Waking up to many women around me and someone tightly grabbing my hand. "You will survive my child, be strong!" Everything is so hazy but I can tell I am in my bed. I feel terrible cramps and pressure. "Push my lady push" I hear women repeating. So I do push. Immediately pain radiates up my body and I screamed out. Oh my goddess no! This is horrible. What if I die like my sister.....Mingyu? "My child it's going to be okay you are strong and the faster you push the child out the quicker this is over" someone said in my ear. Feeling more determined to fight through the pain I pushed really hard, the pain getting more intense. "Keep pushing my lady" and once more I pushed really hard and then the sound of my child crying.
The women next to me holding my hand released and grabbed the baby to hand her to me. I realized it was the Empress Dowager. "A princess my child, I'm sure the next will be a prince" she said and then added "she is most beautiful...like her mother" and she smiled. Holding my little princess I looked at her...so precious. So perfect.

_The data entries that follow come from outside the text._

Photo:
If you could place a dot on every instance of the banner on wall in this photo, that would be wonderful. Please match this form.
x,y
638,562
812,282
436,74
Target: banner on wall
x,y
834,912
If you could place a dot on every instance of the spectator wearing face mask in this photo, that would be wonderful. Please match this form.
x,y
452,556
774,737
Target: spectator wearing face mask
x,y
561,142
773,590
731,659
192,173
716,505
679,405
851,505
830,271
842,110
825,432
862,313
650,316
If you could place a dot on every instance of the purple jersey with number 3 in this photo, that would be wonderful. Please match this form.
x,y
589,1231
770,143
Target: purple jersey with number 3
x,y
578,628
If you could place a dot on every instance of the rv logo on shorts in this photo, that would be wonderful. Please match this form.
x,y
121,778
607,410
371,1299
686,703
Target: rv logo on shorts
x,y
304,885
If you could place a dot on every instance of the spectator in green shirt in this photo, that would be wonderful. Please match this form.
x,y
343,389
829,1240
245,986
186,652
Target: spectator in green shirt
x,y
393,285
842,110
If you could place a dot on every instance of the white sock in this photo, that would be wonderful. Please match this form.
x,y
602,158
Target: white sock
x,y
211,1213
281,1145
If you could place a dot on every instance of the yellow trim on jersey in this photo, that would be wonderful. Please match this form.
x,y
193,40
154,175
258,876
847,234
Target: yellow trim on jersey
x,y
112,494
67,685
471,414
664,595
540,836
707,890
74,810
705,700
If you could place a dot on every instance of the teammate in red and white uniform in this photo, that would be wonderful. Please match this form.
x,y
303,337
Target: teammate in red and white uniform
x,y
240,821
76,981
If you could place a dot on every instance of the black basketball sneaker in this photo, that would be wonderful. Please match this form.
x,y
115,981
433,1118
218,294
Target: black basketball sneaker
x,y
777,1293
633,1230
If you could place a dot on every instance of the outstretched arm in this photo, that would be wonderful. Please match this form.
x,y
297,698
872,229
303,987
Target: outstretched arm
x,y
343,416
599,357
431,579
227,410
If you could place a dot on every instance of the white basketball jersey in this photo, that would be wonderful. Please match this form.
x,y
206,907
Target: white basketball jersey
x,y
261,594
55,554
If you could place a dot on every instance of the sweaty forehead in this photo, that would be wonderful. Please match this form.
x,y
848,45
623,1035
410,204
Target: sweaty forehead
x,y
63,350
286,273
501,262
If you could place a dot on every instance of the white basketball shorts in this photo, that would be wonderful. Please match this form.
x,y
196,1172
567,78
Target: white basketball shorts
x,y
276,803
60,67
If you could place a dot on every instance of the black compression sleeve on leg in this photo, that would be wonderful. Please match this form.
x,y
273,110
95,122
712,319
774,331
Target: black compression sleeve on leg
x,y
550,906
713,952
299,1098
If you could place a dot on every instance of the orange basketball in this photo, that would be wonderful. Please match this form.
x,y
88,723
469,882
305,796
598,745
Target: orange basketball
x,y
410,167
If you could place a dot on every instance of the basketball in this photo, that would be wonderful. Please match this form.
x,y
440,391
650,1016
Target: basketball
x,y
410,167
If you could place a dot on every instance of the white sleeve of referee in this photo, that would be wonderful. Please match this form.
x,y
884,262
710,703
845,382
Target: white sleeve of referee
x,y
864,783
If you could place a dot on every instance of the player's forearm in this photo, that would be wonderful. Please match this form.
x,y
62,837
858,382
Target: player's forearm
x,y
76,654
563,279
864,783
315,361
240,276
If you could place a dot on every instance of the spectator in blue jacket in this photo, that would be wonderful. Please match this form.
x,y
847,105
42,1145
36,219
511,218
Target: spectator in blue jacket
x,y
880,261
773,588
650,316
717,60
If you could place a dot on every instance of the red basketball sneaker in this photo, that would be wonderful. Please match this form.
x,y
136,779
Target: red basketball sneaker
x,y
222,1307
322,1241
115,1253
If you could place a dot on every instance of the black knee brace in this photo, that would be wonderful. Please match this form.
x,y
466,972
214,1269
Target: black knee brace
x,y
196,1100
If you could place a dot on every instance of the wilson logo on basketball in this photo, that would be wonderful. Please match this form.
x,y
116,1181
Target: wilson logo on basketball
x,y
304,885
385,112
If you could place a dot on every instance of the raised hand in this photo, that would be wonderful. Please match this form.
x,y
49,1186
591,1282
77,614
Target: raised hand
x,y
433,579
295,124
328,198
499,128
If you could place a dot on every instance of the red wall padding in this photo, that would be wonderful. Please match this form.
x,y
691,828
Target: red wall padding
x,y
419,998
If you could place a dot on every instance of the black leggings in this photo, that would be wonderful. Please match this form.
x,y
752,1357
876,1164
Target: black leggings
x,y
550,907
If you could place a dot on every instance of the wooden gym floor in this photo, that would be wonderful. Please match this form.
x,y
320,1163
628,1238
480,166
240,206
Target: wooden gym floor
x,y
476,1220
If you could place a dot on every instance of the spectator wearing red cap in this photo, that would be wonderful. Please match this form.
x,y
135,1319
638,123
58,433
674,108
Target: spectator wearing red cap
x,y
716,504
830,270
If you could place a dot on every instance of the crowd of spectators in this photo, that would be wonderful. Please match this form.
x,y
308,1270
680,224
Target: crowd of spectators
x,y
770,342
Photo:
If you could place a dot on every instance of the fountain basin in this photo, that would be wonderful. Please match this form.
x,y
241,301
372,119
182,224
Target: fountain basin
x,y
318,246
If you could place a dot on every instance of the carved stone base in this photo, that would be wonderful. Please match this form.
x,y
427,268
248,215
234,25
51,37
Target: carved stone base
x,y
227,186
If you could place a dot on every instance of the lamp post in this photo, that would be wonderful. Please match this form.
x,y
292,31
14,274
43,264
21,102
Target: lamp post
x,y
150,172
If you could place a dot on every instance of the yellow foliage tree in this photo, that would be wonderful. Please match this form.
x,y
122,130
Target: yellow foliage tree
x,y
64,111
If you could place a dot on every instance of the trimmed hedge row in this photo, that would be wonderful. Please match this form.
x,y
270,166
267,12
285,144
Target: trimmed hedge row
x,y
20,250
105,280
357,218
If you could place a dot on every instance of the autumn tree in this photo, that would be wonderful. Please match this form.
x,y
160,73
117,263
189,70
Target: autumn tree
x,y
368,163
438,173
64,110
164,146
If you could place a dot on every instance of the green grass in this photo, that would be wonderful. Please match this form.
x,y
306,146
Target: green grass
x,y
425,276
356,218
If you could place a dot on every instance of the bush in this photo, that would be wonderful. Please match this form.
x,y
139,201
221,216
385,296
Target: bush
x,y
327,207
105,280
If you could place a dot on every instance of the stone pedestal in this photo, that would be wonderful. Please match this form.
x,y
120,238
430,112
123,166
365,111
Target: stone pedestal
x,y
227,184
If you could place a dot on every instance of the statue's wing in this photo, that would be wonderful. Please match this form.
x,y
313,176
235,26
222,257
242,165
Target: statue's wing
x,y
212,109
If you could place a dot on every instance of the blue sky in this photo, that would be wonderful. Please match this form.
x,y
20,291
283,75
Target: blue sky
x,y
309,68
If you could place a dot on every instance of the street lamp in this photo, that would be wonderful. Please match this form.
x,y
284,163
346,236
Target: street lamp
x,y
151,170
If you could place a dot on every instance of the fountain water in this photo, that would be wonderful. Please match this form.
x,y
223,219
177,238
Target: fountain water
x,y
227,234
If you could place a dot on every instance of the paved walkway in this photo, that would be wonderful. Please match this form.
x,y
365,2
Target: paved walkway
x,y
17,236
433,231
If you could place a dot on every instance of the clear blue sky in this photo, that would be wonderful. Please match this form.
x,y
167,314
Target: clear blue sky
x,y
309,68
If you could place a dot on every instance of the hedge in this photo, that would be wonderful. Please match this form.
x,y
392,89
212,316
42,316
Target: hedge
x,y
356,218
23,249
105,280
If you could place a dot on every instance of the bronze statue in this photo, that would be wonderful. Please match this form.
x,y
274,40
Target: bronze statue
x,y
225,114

The the Emperor rushes in "Imperial doctors how is she!?" Bowing to report "Your majesty despite the early birth she and the baby are healthy and strong." Relieved he came and sat next to me and our princess. "She's perfect, our little princess. I will allow you to name her since she is a princess. I will name our princes. What shall it be?" he said smiling. Hmm I suppose I never thought. Something special to me and beautiful like her. "Liena shall be her name" I decided. "Princess Liena. As beautiful as a lotus flower. I agree with this choice, very fitting." The Emperor replied.
The nurse then took my perfect baby to be fed, I already felt her absence. "You should get some rest and I will come visit you soon." The Emperor said to me as he left not so cheerful anymore. I know he is happy but I also know he wants a prince. I suppose he also just lost his concubine and child to be. My sister....then I noticed a tear fall. I decided to let myself cry, hard. I needed to let the sorrow out. She was such a close friend and some things will never be the same. I wasn't prepared for this loss and honestly didn't think it a possibility. I am so naive to think that everything would be perfect. I feel silly. I am now a mother and need to act accordingly. Wiping my tears I decided to have a good long rest. Then I shall wake up to be the mother I'm meant to be and live well for my Sister Noble lady Mingyu.